PSA: Check if your Cargo crates are clean and tagged

kornel · April 2, 2024, 5:13pm

The xz backdoor (CVE-2024-3094) took advantage of the fact that distributed "source" tarballs don't have to contain the same files as a public repository, and used bundled unit test files and an autogenerated script to hide malicious code that injected a backdoor.

Unfortunately, Cargo crates have a similar weakness. The package uploaded to crates.io can contain arbitrary files, and there's no guarantee these files come from any repository. Build scripts and proc macros are able to inject code into crates.

Crates-io crates are getting more scrutiny now (see also cargo-vet and cargo-crev), so please check your crates to ensure they're not containing any suspicious and difficult to review files. Make sure that their contents matches their public git repository, and that Cargo is able to include a valid commit hash with the upload.

Use `include` in `Cargo.toml`

Add include = ["src/*.rs", "LICENSE", "etc"] to your Cargo.toml. Only package files that are necessary to build the crate. I recommend include instead of exclude, because it's usually easier to list needed files/directories than to catch all possible dot-files and temp files that may get dropped in the project directory.

(edited) If your tests need large data files or binary blobs, I recommend excluding such tests from the published packages. Besides adding even more bloat to downloads, now this is looking suspicious and will make reviewing crates even harder.

If you're bundling C source (in sys crates), try to minimize amount of vendored files too (but keep all the LICENSE files).

Publish from a clean git repo

Include the repository property in the Cargo.toml. If you've forked a crate, don't forget to point it to your forked URL.

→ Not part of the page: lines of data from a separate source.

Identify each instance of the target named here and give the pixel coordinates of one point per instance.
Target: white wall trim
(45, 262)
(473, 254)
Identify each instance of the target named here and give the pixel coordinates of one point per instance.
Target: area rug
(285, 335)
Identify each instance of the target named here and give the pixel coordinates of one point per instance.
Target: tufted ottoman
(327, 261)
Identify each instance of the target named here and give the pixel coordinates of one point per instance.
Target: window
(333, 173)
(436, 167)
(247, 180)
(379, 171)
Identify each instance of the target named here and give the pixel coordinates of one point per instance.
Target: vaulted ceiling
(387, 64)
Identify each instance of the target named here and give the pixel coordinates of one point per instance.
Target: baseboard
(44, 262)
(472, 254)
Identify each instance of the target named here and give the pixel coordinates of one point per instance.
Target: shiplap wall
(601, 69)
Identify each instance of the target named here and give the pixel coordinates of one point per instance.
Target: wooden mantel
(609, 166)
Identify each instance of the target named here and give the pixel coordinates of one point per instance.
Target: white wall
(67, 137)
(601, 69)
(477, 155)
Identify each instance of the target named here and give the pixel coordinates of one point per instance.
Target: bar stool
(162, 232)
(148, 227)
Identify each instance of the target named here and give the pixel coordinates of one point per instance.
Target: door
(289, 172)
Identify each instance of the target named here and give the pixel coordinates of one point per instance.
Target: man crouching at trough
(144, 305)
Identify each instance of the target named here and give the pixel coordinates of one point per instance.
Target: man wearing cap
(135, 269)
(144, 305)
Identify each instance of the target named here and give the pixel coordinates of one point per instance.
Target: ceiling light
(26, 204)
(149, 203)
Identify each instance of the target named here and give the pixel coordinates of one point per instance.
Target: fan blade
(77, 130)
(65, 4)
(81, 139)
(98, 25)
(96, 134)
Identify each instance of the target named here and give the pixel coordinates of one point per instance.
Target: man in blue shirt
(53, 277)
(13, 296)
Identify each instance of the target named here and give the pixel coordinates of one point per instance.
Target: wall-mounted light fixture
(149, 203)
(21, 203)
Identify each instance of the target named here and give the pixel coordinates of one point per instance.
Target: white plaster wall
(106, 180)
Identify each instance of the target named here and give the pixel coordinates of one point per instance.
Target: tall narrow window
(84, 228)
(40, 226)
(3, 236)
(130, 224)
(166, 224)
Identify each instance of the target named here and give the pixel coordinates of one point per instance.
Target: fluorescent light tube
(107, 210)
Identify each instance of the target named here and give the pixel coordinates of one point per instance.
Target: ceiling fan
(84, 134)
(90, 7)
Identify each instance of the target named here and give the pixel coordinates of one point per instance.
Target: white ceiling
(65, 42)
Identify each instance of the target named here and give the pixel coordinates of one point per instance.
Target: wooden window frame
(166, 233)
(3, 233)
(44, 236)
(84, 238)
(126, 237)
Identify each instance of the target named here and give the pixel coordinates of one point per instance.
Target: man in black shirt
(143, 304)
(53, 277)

When you run cargo publish make sure there are no uncommitted "dirty" files, because it prevents Cargo from associating the package with a repo commit. When you publish, make sure to push this commit to the public repository, and ideally also give it a git tag (tools like cargo-release can automate that).

There is currently an ongoing effort to verify all Cargo crates against their repositories. Crates without a valid repository link and a matching clean commit are problematic.

Keep an eye on issues

I've created a maintainer dashboard that comes with an RSS feed you can subscribe to to be notified about issues in your crates. When I finish scanning crates, I'll add warnings about untracked or mismatched files in crates.io packages.

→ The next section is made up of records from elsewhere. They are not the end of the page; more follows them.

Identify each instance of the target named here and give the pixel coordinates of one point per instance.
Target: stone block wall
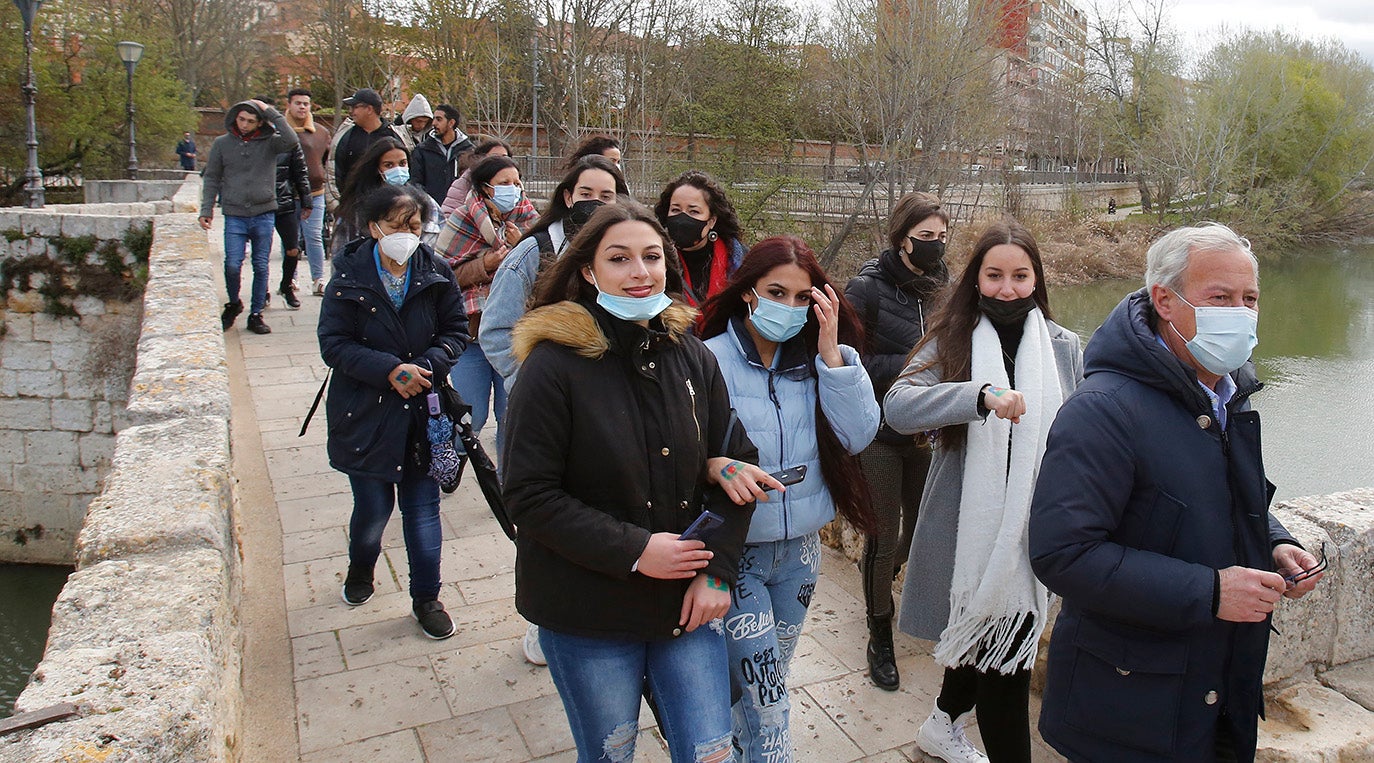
(146, 638)
(70, 304)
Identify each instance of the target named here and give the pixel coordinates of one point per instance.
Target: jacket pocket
(1125, 689)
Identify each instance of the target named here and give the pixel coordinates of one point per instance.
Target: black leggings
(1003, 704)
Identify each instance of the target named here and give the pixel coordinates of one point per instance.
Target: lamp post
(129, 54)
(32, 175)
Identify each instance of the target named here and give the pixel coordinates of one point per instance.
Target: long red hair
(838, 468)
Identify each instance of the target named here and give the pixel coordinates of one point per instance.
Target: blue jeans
(481, 388)
(312, 230)
(767, 609)
(373, 501)
(238, 234)
(601, 682)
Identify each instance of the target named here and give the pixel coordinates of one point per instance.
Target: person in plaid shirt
(474, 241)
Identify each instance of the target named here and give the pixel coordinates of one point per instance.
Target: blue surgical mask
(775, 321)
(1224, 336)
(632, 308)
(506, 197)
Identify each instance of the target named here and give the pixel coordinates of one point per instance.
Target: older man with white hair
(1150, 518)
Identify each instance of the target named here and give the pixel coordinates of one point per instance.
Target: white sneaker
(533, 652)
(941, 737)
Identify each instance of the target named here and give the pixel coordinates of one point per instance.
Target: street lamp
(32, 175)
(129, 54)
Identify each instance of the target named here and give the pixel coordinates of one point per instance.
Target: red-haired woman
(785, 341)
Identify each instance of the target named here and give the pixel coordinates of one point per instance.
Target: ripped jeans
(602, 682)
(767, 609)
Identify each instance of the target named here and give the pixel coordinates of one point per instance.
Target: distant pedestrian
(315, 143)
(364, 125)
(392, 319)
(434, 162)
(241, 175)
(186, 151)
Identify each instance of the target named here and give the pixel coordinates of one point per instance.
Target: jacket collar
(1125, 345)
(591, 332)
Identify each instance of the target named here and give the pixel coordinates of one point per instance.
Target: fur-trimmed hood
(573, 326)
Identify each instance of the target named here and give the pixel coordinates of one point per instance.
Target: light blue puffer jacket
(778, 408)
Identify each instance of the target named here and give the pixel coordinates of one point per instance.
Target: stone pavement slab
(370, 688)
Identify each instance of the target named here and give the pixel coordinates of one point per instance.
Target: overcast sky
(1348, 21)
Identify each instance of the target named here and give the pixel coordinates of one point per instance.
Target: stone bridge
(204, 622)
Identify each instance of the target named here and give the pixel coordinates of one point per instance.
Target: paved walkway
(368, 688)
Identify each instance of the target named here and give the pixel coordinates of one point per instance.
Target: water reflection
(26, 595)
(1315, 356)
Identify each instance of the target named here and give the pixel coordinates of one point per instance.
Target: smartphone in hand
(702, 527)
(787, 476)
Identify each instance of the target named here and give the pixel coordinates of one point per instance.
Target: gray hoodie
(242, 169)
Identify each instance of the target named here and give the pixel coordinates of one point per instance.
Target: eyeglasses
(1315, 569)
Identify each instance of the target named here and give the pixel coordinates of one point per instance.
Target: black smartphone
(702, 527)
(789, 476)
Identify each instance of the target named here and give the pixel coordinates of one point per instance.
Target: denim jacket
(511, 286)
(778, 408)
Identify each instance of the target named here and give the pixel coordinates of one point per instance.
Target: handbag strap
(316, 403)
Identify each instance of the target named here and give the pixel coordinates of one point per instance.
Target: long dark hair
(727, 222)
(364, 179)
(951, 329)
(564, 279)
(558, 208)
(838, 468)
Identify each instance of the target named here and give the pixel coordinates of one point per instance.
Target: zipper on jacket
(691, 393)
(782, 439)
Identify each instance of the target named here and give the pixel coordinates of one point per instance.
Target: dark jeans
(896, 477)
(373, 502)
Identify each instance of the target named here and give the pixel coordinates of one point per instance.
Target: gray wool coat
(918, 402)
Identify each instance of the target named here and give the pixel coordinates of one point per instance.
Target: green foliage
(81, 96)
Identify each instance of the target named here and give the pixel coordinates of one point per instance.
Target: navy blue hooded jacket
(363, 337)
(1142, 498)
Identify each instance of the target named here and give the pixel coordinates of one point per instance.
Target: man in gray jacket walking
(241, 175)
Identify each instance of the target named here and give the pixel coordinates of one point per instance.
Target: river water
(26, 595)
(1315, 359)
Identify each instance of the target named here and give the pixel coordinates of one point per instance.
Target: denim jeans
(238, 234)
(767, 609)
(373, 501)
(312, 230)
(601, 682)
(481, 388)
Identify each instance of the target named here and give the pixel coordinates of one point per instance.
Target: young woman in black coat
(392, 319)
(612, 421)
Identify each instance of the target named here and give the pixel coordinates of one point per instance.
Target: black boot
(882, 663)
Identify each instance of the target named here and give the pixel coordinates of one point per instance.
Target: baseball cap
(366, 95)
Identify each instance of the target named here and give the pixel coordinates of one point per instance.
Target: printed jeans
(767, 609)
(602, 681)
(238, 234)
(373, 501)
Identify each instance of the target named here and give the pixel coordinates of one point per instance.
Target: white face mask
(399, 246)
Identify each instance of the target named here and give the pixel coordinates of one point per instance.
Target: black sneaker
(433, 620)
(287, 293)
(231, 312)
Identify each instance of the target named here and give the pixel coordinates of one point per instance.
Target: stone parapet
(146, 638)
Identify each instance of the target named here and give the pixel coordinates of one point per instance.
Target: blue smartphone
(702, 527)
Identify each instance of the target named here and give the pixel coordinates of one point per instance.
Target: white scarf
(994, 589)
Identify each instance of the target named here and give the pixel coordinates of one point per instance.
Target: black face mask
(925, 255)
(684, 230)
(1003, 312)
(580, 213)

blonk · April 2, 2024, 6:13pm

I asked specifically about this a while back, and someone told me that crater runs do make use of tests, so tests should be included for the overall good of the ecosystem.

I'll follow the advice on these types of things from Rust dinosaurs, but in this case two dinosaurs are sending conflicting signals.

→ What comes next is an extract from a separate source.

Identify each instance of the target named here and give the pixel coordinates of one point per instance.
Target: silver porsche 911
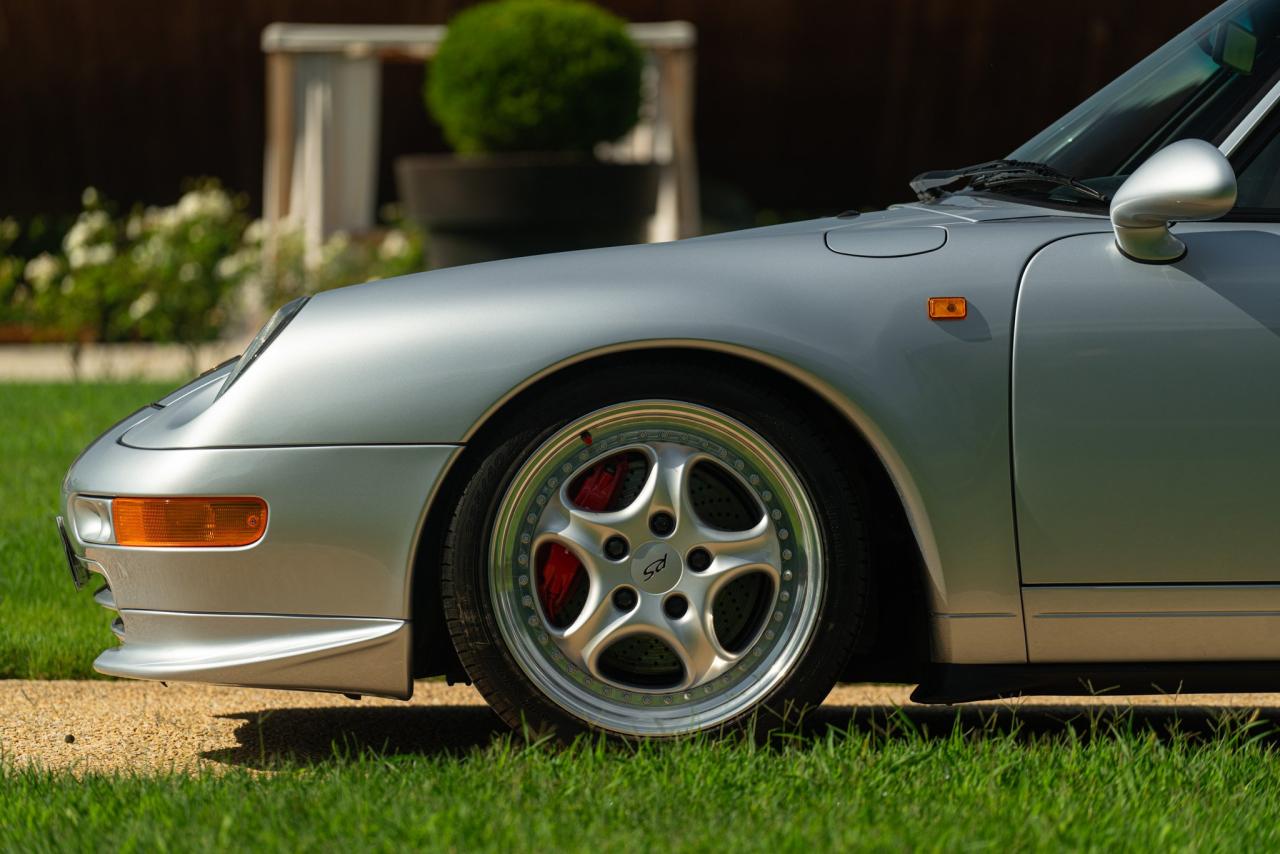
(1019, 437)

A mitigation to this is to wrap cargo publish around a tool that does run tests, generate docs, etc, where warnings are treated as errors. I'm sure I'm not the only one to do this. (But, to your point, I'm sure I'm also not the only one who doesn't actually run the tests on all the supported platforms...).

Btw, I would like to exclude benchmarks from publishing, but the benchmarks need to be explicitly named in Cargo.toml. If I put the benchmark in the exclude-list cargo complains that something is named, but doesn't exist. Is there a way to solve this? (I.e. define benchmarks in Cargo.toml, yet exclude them from publishing?).

weiznich · April 2, 2024, 6:22pm

First of all thanks for working on this feature. It might be really useful if done in the right way.

Unfortunately the advice currently given in the maintainer dashboard might not be applicable to in certain situations due to the way cargo publish works. I've filled Impossible to address warning in the Maintainer Dashboard (#179) · Issues · lib.rs / Lib.rs 🔰 main project · GitLab for that and I'm mainly posting here for visibliy again. Given that there as no good solution for this problem yet, I'm quite sceptical of putting a warning on crates that does not satisfy these requirements, as there is as far as I'm aware just no alternative to this setup for proc-macro crates. Maybe it would be possible to actualy calculate the diff and somewhat judge what changed? (Athough I guess that's not possible as the git commit information itself is missing in this case, right?)

cuviper · April 2, 2024, 6:29pm

We also run tests "downstream" in Fedora, where we often uncover portability issues on different architectures -- especially big-endian s390x.

kornel · April 2, 2024, 6:38pm

I think crater runs can also use git repositories? There are conflicting requirements, but I'm siding with optimizing for code reviews and typical usage of dependencies. Rust Foundation said it's getting expensive to host crates.io and the traffic keeps growing exponentially, so I think it's a good idea to trim tarballs to minimum, especially when tests need fixtures (there are crates with kilobytes of code and megabytes of junk).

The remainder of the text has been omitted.